权益分类	功能权益	普通用户	{{item.name}}会员
{{category.name}}	{{benefitItem.name}}

癌の発生と悪性進展における低酸素応答機構と癌抑制機構のクロストークの役割

缺氧反应机制与抑癌机制之间的串扰在癌症发生和恶性进展中的作用

基本信息

批准号：
16H06891
负责人：
子安翔
金额：
$ 1.91万
依托单位：
Kyoto University
依托单位国家：
日本
项目类别：
Grant-in-Aid for Research Activity Start-up
财政年份：
2016
资助国家：
日本
起止时间：
2016-08-26 至 2018-03-31
项目状态：
已结题

来源：
https://kaken.nii.ac.jp/en/grant/KAKENHI-PROJECT-16H06891/
关键词：
腫瘍低酸素 HIF-1 p53 悪性腫瘍

项目摘要

まず、HPF-4がHIF-1を活性化するメカニズムとして、HIF-1αのタンパク量への影響をウエスタンブロッティングで検討した。HPF-4の過剰発現によってHIF-1αのタンパク量は変化しなかった。次に、HPF-4がHIF-1αのtransactivation 活性に影響を及ぼすかどうかを検討するためにGal4DBDにHIF-1αの転写活性部の様々なdeletion mutant を連結させた融合タンパクを作成し、E1b Luciferase を用いてHIF-1の転写活性を発光量で検出することができるシステムを作成し、検証したところ、HIF-1αの二か所の transactivation domain についてHPF-4が活性の上昇をもたらすことが確認できた。また、共免疫沈降法で、HPF-4とHIF-1αのinteraction があることを示唆する結果を得た。次に、HPF-4の活性部位の同定を行うために、各ドメインのdeletion mutant 等を用いて上述の活性化の有無を調べたところ、5つあるドメイン中、3つのドメインを除去したmutant では活性が失われることが分かった。さらに、p53 がどのレベルでHPF-4の活性を抑制するかをメカニズムの異なるp53 の変異タンパクを用いて検証した。p53の変異体のうち、立体構造の異なるもの（R175H）、立体構造は同一であるがDNAへの結合能を持たないもの（R248W）、DNAへの結合はあるが転写活性を持たない4アミノ酸置換の変異体（Cell 145, 571:2011）のいずれもHPF-4の抑制能力を持たなかったことから、p53の直接のinteraction というよりは、下流遺伝子が関与していることが考えられた。

HIF-1 α and HPF-4 are active. The effects of HIF-1α on HIF-1 α activity are discussed. HPF-4 and HIF-1α have been found to be involved in the development of HPF-4. HIF-1α transactivation activity is affected by HPF-4, HIF-1α and HIF-1α deletion mutant is linked to HIF-1 α and HIF-1 α transactivation activity. The activation domain of HIF-1α and HPF-4 was identified. The results were obtained by co-immunoprecipitation and HPF-4 interaction with HIF-1α. The active site of HPF-4 was identified and deleted. The active site of HPF-4 was deleted and deleted.
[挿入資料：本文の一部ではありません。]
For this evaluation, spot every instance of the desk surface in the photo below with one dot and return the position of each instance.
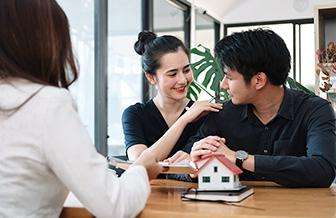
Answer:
(268, 200)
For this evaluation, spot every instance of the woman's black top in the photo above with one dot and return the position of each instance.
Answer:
(144, 124)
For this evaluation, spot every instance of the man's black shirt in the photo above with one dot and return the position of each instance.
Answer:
(296, 148)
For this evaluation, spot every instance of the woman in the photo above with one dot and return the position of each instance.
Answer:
(45, 150)
(164, 124)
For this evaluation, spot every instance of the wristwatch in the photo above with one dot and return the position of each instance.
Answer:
(240, 157)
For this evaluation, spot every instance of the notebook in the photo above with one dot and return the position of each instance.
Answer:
(218, 196)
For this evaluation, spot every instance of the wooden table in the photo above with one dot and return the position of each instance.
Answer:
(269, 200)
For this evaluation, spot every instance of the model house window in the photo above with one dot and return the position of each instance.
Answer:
(225, 179)
(206, 179)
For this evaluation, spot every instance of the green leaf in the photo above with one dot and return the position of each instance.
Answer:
(297, 86)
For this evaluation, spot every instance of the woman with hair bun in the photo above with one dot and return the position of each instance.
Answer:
(45, 150)
(164, 123)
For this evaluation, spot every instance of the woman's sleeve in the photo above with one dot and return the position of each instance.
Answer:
(75, 161)
(133, 126)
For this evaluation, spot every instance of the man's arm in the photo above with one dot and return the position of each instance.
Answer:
(317, 169)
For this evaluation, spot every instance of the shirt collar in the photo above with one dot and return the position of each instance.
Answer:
(286, 108)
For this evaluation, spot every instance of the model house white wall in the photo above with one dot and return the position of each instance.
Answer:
(215, 182)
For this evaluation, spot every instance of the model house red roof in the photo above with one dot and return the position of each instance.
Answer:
(200, 164)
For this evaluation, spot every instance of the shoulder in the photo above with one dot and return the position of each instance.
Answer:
(310, 102)
(56, 96)
(139, 108)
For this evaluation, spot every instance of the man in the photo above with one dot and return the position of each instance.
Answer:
(271, 132)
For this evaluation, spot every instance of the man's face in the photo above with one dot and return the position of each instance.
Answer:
(240, 92)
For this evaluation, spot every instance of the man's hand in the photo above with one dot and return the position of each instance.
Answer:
(229, 154)
(208, 145)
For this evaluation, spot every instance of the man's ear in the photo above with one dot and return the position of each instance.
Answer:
(151, 78)
(260, 80)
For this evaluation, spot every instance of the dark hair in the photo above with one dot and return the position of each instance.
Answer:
(35, 42)
(152, 48)
(253, 51)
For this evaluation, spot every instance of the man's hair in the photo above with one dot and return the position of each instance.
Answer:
(253, 51)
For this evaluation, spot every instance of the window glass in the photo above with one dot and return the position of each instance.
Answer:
(81, 18)
(307, 50)
(205, 31)
(168, 19)
(124, 67)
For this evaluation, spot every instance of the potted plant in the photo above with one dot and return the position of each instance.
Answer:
(326, 66)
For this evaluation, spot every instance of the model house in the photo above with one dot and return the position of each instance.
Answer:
(216, 172)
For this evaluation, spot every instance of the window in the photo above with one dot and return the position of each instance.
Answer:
(206, 30)
(81, 16)
(171, 18)
(206, 179)
(299, 38)
(124, 67)
(225, 179)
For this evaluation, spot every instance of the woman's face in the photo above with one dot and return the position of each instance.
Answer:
(174, 76)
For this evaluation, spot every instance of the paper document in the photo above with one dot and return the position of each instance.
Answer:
(184, 167)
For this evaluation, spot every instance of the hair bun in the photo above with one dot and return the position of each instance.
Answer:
(144, 38)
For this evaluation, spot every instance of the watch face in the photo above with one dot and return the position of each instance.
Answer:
(242, 155)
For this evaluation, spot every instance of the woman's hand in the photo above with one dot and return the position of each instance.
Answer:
(199, 109)
(208, 145)
(178, 157)
(148, 160)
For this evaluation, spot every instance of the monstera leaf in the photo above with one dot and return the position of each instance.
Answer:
(208, 74)
(292, 84)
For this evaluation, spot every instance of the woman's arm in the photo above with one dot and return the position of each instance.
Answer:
(165, 144)
(73, 158)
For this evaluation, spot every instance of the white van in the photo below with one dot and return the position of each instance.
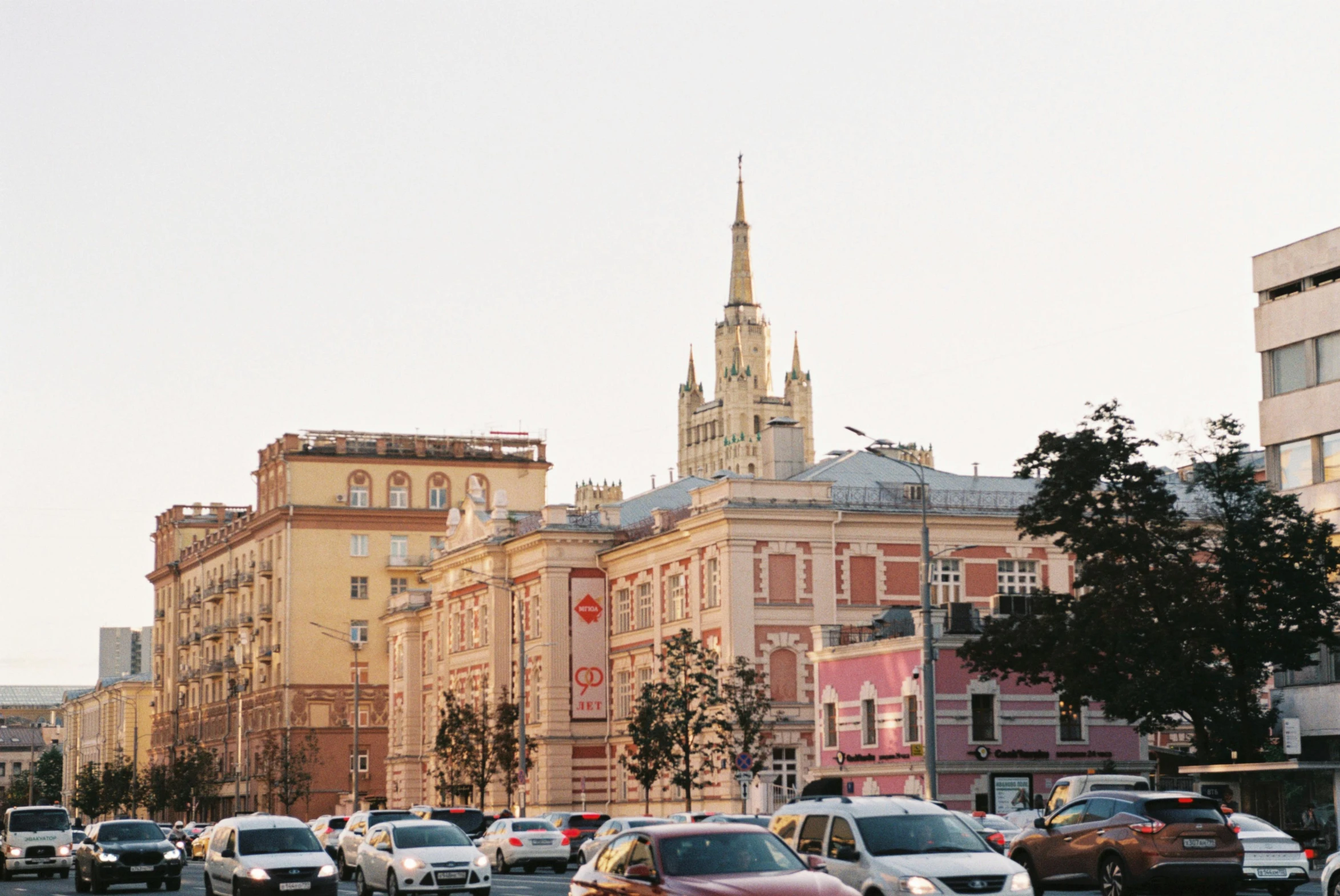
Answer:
(35, 841)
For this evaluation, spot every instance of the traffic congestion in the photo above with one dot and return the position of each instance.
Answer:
(1111, 841)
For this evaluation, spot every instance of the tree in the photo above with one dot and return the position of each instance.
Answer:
(689, 698)
(746, 725)
(286, 766)
(1180, 619)
(87, 798)
(649, 757)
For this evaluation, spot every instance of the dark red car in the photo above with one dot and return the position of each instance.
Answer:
(704, 860)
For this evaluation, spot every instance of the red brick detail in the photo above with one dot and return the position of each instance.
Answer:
(979, 579)
(782, 579)
(863, 590)
(901, 579)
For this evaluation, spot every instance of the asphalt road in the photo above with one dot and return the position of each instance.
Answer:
(542, 883)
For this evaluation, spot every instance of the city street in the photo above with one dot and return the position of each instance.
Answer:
(542, 883)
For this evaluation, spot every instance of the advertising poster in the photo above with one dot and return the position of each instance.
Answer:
(587, 620)
(1011, 793)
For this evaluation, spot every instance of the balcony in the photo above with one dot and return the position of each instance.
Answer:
(411, 562)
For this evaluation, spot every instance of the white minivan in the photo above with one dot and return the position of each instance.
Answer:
(897, 845)
(420, 856)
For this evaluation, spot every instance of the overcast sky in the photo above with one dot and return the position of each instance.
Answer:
(227, 221)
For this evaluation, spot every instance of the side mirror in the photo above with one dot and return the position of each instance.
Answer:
(641, 871)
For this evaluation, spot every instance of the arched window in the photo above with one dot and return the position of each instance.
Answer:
(782, 675)
(399, 491)
(438, 492)
(360, 489)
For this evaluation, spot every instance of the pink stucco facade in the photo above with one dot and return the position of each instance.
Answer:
(995, 738)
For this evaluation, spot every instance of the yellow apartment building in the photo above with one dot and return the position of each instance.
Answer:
(255, 606)
(111, 720)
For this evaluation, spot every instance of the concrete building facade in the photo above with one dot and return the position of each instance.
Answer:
(264, 600)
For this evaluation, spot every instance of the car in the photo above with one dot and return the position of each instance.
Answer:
(704, 860)
(261, 855)
(1076, 785)
(350, 837)
(126, 852)
(611, 828)
(1125, 840)
(421, 856)
(1272, 860)
(200, 845)
(527, 843)
(758, 821)
(578, 827)
(895, 844)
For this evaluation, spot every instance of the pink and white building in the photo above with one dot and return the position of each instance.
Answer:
(996, 740)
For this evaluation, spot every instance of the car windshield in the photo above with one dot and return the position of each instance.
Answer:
(128, 832)
(39, 820)
(727, 854)
(265, 841)
(918, 833)
(1185, 810)
(429, 836)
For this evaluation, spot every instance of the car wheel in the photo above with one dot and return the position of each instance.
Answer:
(1027, 862)
(1111, 878)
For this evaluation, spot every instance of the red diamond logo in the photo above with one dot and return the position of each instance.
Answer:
(589, 608)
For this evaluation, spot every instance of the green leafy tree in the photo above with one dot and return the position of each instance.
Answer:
(689, 697)
(1180, 619)
(649, 756)
(286, 768)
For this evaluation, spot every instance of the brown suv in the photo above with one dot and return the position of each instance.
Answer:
(1125, 840)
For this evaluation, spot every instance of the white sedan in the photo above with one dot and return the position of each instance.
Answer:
(527, 843)
(420, 856)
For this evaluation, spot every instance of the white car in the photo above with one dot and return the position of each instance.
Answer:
(885, 845)
(420, 856)
(610, 829)
(1271, 859)
(527, 843)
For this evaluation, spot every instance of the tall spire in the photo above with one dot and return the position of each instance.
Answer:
(742, 286)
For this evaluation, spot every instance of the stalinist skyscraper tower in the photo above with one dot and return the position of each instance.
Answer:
(724, 433)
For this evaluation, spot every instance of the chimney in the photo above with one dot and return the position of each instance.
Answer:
(783, 449)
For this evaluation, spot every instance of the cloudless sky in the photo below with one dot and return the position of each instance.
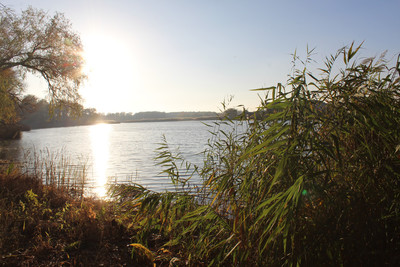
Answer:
(190, 55)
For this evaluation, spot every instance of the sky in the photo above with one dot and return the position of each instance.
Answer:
(191, 55)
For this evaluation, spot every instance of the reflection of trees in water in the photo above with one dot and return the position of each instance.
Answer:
(10, 150)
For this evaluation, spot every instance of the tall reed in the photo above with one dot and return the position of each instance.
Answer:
(56, 168)
(313, 181)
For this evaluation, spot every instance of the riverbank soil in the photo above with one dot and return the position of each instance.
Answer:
(45, 226)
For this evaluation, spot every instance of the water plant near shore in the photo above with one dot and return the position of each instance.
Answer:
(313, 181)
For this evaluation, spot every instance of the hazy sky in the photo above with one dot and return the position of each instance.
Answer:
(190, 55)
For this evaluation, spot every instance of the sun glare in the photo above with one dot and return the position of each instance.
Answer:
(111, 73)
(99, 135)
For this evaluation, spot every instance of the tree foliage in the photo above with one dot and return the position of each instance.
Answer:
(34, 42)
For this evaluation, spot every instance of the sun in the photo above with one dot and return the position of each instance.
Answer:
(111, 72)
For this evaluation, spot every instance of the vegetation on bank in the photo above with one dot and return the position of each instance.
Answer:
(307, 184)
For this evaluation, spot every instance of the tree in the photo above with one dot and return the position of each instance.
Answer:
(34, 42)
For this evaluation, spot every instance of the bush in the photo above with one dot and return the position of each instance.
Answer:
(314, 181)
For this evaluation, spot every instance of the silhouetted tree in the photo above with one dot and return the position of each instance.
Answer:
(40, 44)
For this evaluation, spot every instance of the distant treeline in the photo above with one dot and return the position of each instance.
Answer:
(38, 116)
(156, 115)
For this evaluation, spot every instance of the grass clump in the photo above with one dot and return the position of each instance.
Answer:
(42, 225)
(313, 181)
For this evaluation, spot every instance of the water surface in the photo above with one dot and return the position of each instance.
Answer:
(115, 152)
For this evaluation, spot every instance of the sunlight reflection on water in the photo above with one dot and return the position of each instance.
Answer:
(99, 136)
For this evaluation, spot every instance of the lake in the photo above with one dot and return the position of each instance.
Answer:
(114, 152)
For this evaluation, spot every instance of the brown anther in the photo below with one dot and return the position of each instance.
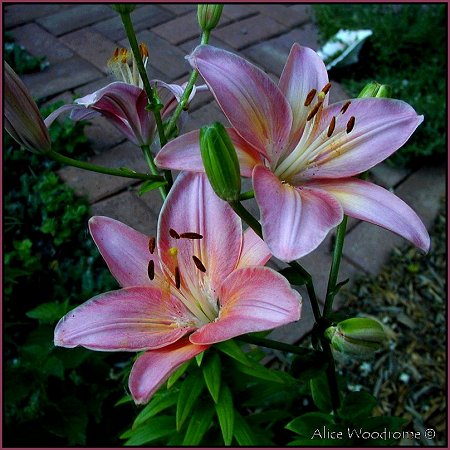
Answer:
(191, 235)
(143, 50)
(151, 269)
(331, 126)
(326, 88)
(310, 97)
(198, 264)
(314, 111)
(345, 107)
(151, 245)
(350, 124)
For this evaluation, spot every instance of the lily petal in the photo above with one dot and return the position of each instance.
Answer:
(294, 220)
(130, 319)
(183, 153)
(192, 206)
(251, 101)
(381, 127)
(372, 203)
(303, 72)
(125, 251)
(124, 105)
(252, 299)
(255, 251)
(153, 368)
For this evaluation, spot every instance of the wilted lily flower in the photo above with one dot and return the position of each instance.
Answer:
(302, 153)
(201, 281)
(124, 102)
(23, 121)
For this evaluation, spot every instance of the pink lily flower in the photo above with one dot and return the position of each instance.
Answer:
(302, 153)
(202, 281)
(123, 102)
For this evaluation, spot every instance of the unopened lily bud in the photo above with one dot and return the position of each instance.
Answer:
(123, 8)
(209, 16)
(375, 89)
(220, 161)
(357, 336)
(23, 121)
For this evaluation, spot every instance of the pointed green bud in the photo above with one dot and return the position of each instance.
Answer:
(208, 16)
(357, 336)
(220, 161)
(23, 121)
(375, 89)
(123, 8)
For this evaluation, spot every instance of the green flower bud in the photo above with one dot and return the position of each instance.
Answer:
(123, 8)
(357, 336)
(209, 16)
(23, 121)
(220, 161)
(375, 89)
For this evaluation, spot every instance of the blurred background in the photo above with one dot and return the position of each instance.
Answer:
(60, 397)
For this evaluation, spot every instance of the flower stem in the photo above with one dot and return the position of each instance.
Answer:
(182, 105)
(164, 190)
(269, 343)
(335, 263)
(154, 102)
(100, 169)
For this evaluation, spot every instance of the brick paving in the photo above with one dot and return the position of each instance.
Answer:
(77, 40)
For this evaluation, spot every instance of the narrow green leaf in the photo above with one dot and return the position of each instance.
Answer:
(124, 399)
(159, 402)
(189, 395)
(212, 372)
(293, 276)
(158, 428)
(199, 358)
(242, 432)
(150, 186)
(357, 405)
(177, 374)
(225, 414)
(232, 349)
(321, 392)
(198, 425)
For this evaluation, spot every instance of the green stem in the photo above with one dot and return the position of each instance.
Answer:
(154, 102)
(247, 195)
(269, 343)
(153, 169)
(334, 270)
(100, 169)
(187, 92)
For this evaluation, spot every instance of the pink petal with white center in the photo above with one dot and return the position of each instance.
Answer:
(130, 319)
(252, 299)
(372, 203)
(252, 102)
(255, 251)
(125, 251)
(303, 72)
(294, 220)
(183, 153)
(124, 105)
(193, 207)
(154, 367)
(381, 127)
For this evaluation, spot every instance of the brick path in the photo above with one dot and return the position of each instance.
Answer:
(77, 41)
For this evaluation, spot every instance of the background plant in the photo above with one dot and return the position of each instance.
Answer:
(407, 52)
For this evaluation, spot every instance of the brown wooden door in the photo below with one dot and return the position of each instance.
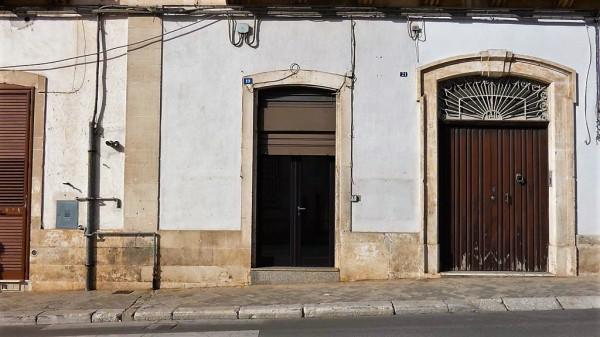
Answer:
(15, 108)
(493, 198)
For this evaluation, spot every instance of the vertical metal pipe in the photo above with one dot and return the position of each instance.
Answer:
(93, 178)
(92, 209)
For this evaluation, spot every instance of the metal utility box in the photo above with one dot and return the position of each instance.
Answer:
(67, 214)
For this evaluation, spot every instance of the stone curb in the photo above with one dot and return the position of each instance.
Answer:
(348, 309)
(197, 313)
(274, 311)
(66, 316)
(531, 303)
(296, 311)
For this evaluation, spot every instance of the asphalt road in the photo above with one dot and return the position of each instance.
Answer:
(568, 323)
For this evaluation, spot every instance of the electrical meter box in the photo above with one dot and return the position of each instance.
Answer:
(67, 214)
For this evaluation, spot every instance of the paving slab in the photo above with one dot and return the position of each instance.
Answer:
(531, 303)
(65, 316)
(153, 313)
(18, 317)
(579, 302)
(206, 312)
(419, 306)
(348, 309)
(273, 311)
(107, 315)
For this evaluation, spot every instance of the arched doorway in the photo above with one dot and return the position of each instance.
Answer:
(295, 177)
(560, 89)
(493, 177)
(326, 91)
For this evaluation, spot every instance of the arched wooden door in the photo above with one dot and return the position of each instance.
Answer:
(493, 156)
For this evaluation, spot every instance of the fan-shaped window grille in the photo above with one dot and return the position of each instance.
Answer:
(484, 98)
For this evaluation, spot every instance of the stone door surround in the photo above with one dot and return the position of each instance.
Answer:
(561, 81)
(341, 84)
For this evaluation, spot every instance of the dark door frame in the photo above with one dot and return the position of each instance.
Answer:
(256, 154)
(342, 86)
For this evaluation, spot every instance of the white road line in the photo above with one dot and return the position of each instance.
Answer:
(241, 333)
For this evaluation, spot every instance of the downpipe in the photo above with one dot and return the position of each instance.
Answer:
(93, 207)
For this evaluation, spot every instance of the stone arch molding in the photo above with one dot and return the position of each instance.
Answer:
(38, 83)
(561, 93)
(342, 85)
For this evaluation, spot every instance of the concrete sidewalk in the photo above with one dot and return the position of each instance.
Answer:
(372, 298)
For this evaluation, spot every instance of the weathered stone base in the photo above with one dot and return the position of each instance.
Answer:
(588, 251)
(380, 256)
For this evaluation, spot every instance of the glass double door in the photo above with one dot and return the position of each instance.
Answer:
(295, 211)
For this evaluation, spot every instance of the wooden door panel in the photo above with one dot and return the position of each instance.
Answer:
(489, 221)
(15, 108)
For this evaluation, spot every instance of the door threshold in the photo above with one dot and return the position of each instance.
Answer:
(297, 269)
(494, 274)
(293, 275)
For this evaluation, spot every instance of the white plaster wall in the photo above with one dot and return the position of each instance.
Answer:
(200, 183)
(69, 106)
(201, 113)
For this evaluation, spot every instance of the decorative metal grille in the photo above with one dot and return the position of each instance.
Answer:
(484, 98)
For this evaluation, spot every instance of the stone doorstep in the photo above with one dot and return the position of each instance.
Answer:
(153, 313)
(579, 302)
(107, 315)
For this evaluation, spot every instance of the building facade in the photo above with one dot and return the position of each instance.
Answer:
(218, 147)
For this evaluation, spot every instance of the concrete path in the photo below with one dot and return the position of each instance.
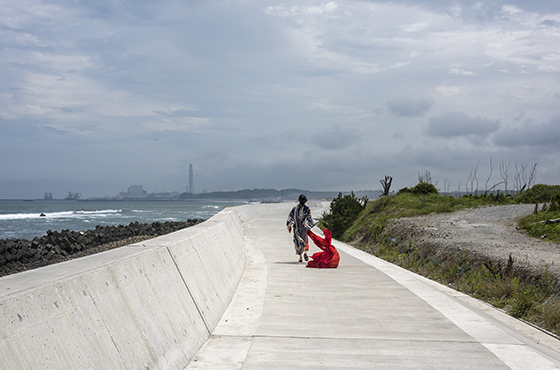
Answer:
(366, 314)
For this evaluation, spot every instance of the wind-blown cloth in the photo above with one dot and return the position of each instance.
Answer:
(329, 256)
(300, 221)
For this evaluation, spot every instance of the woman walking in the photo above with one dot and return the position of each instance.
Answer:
(300, 220)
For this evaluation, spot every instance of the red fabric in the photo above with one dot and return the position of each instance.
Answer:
(329, 257)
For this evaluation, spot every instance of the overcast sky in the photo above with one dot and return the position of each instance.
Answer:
(99, 95)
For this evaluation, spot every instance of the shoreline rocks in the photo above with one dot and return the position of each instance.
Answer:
(17, 255)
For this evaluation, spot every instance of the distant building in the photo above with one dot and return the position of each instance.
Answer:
(73, 196)
(135, 192)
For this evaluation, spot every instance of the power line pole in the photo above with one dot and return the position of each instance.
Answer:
(191, 180)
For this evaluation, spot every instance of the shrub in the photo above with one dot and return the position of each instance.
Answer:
(424, 188)
(538, 194)
(404, 190)
(343, 211)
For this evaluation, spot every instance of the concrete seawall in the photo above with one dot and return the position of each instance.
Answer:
(150, 305)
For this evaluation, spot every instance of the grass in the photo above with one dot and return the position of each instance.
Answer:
(532, 298)
(372, 220)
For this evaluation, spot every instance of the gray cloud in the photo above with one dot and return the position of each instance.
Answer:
(256, 94)
(455, 124)
(403, 107)
(531, 134)
(336, 137)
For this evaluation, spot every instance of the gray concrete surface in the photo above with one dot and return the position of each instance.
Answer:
(366, 314)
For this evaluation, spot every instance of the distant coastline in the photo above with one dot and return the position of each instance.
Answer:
(249, 195)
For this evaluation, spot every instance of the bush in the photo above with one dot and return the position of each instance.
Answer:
(424, 188)
(404, 190)
(343, 211)
(538, 194)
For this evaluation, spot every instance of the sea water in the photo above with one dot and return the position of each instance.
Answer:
(29, 219)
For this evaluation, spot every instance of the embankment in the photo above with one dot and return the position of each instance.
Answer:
(149, 305)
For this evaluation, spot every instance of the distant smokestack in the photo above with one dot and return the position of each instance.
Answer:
(191, 179)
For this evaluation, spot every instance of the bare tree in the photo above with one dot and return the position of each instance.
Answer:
(424, 177)
(446, 185)
(489, 176)
(532, 175)
(504, 169)
(474, 177)
(386, 184)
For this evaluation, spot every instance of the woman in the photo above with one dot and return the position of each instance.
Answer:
(329, 256)
(300, 220)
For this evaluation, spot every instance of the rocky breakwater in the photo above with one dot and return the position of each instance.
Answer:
(18, 255)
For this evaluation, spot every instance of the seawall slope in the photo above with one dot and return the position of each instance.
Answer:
(150, 305)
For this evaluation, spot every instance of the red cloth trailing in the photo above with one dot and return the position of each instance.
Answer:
(329, 257)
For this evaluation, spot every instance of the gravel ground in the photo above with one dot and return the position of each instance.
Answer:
(488, 233)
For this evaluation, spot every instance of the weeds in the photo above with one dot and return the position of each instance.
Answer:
(532, 299)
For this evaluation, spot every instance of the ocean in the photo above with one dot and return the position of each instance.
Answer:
(22, 219)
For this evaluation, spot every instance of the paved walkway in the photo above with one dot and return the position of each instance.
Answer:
(366, 314)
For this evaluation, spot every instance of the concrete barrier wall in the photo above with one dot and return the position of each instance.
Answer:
(150, 305)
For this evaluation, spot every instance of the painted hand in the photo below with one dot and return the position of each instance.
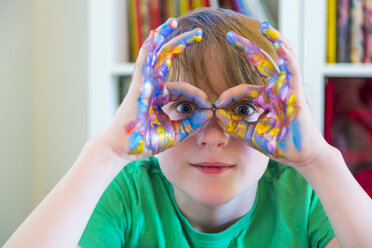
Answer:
(152, 129)
(279, 130)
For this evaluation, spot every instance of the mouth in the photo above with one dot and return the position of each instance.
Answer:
(213, 168)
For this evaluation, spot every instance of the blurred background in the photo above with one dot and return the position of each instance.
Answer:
(65, 67)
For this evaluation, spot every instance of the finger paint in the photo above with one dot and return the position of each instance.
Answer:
(270, 132)
(152, 129)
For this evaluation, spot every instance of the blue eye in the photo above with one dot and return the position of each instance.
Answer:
(243, 109)
(185, 108)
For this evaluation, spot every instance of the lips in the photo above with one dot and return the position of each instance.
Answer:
(212, 167)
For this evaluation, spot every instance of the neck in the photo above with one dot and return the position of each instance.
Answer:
(215, 218)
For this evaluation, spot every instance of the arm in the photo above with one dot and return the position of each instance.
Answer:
(288, 134)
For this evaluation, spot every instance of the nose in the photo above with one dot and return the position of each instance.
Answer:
(212, 135)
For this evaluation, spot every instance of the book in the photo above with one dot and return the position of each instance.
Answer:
(343, 20)
(368, 31)
(356, 31)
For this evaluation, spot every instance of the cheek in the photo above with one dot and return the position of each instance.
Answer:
(253, 162)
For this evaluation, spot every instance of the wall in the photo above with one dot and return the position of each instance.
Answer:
(15, 114)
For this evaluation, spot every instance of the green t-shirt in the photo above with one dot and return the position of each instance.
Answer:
(138, 210)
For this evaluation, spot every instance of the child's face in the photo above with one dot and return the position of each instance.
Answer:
(212, 144)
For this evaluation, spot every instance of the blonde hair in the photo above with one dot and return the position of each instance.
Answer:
(198, 58)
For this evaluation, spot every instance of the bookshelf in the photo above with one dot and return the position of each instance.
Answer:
(303, 23)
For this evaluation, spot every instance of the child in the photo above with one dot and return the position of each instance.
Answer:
(224, 111)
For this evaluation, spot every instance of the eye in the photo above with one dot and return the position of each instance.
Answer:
(243, 109)
(185, 108)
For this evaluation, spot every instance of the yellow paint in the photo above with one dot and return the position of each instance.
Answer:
(254, 93)
(262, 128)
(274, 131)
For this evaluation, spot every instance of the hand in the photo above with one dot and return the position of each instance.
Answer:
(140, 126)
(284, 129)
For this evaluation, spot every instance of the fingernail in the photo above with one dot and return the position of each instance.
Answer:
(268, 31)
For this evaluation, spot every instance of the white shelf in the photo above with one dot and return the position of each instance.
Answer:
(347, 70)
(122, 69)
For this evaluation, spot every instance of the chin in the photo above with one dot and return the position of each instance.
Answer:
(213, 195)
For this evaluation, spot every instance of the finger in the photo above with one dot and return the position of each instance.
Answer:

The mutant was deleted and the activity was lost. The activity of HPF-4 was inhibited by p53. The activity of HPF-4 was inhibited by p53. p53 and its heterogeneic structure (R175H), its heterogeneic structure (R248W), its heterogeneic DNA binding activity (Cell 145, 571:2011), its heterogeneic acid substitution activity (Cell 145, 571:2011), its direct interaction with p53, its downstream interaction with HPF-4.